Once Kalanick was dethroned, Camp seemed to find his resolve and began to distance himself from his co-founder. Kalanick quickly came to regret his decision to step down and canvassed shareholders to see if he had their support—and votes—to reinstate him. Camp wrote an email to employees dismissing the effort: “Travis is not returning as CEO.”
Camp further solidified Kalanick’s estrangement from the company by supporting the elimination of multi-class stock, which gave outsize power to founders and early investors. The move reduced Camp’s own sway over Uber in the process. Camp also agreed to cede his chairmanship to an outsider unaffiliated with either founder. Asked about Kalanick’s tenure, Camp says: “I think he was amazing at the first five years.”
Current leaders express little reverence for the company’s past.
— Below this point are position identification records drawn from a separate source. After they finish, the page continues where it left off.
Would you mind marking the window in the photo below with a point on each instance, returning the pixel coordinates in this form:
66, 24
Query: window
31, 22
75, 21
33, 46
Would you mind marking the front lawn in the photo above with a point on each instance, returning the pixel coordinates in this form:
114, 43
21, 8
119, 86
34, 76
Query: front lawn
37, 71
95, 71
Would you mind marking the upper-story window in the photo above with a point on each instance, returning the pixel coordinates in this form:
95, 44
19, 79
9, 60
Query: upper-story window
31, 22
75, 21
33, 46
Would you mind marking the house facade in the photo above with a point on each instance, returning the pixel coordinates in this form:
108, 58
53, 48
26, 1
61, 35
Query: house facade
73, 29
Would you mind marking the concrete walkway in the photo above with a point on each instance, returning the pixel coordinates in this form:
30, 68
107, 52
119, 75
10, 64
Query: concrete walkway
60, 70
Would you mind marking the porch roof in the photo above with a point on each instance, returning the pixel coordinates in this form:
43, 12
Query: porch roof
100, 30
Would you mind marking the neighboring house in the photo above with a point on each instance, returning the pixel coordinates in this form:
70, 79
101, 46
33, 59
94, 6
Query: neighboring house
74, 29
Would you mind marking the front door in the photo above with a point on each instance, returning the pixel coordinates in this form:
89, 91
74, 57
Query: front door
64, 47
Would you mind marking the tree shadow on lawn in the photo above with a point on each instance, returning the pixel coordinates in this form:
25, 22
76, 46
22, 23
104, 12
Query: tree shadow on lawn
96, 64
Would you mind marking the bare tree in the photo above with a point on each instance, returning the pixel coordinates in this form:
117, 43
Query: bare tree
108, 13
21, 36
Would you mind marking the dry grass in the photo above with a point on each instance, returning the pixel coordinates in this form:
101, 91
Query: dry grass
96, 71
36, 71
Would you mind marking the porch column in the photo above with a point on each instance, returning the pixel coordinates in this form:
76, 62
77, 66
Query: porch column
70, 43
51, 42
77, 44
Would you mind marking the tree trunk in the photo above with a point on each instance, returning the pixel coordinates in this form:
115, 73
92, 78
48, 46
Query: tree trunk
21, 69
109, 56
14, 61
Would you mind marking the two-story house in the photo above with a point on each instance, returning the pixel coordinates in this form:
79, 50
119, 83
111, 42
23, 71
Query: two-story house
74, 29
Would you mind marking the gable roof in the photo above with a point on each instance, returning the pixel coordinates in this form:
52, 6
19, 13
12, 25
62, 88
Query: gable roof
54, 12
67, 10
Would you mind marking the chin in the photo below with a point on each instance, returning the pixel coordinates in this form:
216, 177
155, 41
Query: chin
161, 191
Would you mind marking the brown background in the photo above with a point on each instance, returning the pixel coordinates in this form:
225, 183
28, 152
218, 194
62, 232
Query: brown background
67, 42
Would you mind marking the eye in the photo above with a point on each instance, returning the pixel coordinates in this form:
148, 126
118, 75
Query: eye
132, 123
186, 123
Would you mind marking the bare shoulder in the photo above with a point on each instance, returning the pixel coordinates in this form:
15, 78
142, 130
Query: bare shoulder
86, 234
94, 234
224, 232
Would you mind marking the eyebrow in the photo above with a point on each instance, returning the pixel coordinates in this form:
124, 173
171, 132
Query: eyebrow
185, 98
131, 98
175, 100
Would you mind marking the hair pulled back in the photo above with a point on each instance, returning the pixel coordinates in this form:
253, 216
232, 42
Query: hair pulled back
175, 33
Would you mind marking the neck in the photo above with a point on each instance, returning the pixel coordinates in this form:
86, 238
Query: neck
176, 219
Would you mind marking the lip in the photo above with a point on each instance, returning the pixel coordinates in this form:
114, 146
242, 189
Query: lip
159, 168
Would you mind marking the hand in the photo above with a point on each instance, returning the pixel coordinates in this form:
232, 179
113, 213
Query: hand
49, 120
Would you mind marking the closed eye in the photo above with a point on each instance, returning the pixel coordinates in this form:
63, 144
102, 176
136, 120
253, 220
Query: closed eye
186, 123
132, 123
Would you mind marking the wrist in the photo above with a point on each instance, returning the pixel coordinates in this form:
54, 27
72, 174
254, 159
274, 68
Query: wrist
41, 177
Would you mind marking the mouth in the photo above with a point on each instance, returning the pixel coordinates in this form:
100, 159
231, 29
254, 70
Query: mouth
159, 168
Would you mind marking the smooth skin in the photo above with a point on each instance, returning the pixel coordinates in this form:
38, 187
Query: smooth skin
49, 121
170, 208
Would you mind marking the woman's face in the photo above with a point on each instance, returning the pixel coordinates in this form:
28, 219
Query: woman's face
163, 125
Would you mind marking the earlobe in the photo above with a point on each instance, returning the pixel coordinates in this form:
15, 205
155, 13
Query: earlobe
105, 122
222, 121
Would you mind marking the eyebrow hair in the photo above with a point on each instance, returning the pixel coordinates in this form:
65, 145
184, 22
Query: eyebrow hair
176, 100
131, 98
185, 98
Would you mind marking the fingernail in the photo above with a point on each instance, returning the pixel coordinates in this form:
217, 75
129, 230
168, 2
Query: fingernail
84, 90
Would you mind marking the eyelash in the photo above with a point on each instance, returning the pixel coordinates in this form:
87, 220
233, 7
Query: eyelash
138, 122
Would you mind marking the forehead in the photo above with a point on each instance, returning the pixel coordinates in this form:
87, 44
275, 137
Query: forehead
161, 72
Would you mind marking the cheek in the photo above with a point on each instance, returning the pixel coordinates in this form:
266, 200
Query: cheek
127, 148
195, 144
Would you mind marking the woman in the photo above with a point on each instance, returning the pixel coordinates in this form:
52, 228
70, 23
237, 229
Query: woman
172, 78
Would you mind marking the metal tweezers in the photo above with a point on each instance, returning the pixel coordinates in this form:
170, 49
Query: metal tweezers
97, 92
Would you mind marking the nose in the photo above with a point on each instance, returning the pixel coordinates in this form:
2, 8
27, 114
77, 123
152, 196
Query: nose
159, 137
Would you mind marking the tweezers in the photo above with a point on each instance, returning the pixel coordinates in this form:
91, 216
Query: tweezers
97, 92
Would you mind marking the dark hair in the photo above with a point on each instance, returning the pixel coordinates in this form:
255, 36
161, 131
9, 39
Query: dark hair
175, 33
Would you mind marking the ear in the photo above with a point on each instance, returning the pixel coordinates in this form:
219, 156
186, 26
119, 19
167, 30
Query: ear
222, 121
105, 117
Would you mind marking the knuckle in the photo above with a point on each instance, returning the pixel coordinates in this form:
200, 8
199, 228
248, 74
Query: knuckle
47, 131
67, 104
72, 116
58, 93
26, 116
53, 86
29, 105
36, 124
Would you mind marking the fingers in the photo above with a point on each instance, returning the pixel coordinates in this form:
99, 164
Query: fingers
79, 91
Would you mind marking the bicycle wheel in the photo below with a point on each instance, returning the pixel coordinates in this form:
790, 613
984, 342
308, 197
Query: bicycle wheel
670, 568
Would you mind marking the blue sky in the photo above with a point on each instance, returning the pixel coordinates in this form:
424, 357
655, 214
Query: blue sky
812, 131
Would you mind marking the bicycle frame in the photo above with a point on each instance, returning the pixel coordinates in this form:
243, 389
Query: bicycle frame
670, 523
For the IPO prospectus, Khosrowshahi penned a “CEO letter,” a twist on a Silicon Valley tradition typically reserved for company founders. Camp and Kalanick were given short biographies in the filing for their roles on the board. Neither is expected to receive an invitation to ring the ceremonial opening bell at the New York Stock Exchange on Friday.
Camp says he plan to celebrate the stock debut from the sidelines in New York. “I don’t care if I’m one of the people ringing the bell. I never even asked to,” he wrote in an email. “The early team and drivers deserve the recognition here. They made Uber what it is today.”
Khosrowshahi is determined to convince investors that Uber is a different company today—a diversified business that’s ethically run and capable of someday turning a profit. In Camp’s view, Uber hasn’t changed all that much: “You can get in, put your phone away or check email. In the end, you get out. You basically get to where you want to go with low stress in a time-efficient way. That has not really changed, and that is still our bread and butter.”
For all his foresight, Camp did miscalculate one aspect of the business. Over the past three years, Uber has totaled operating losses of more than $10 billion. In his original presentation to investors in 2008, Camp described Uber as “profitable by design.”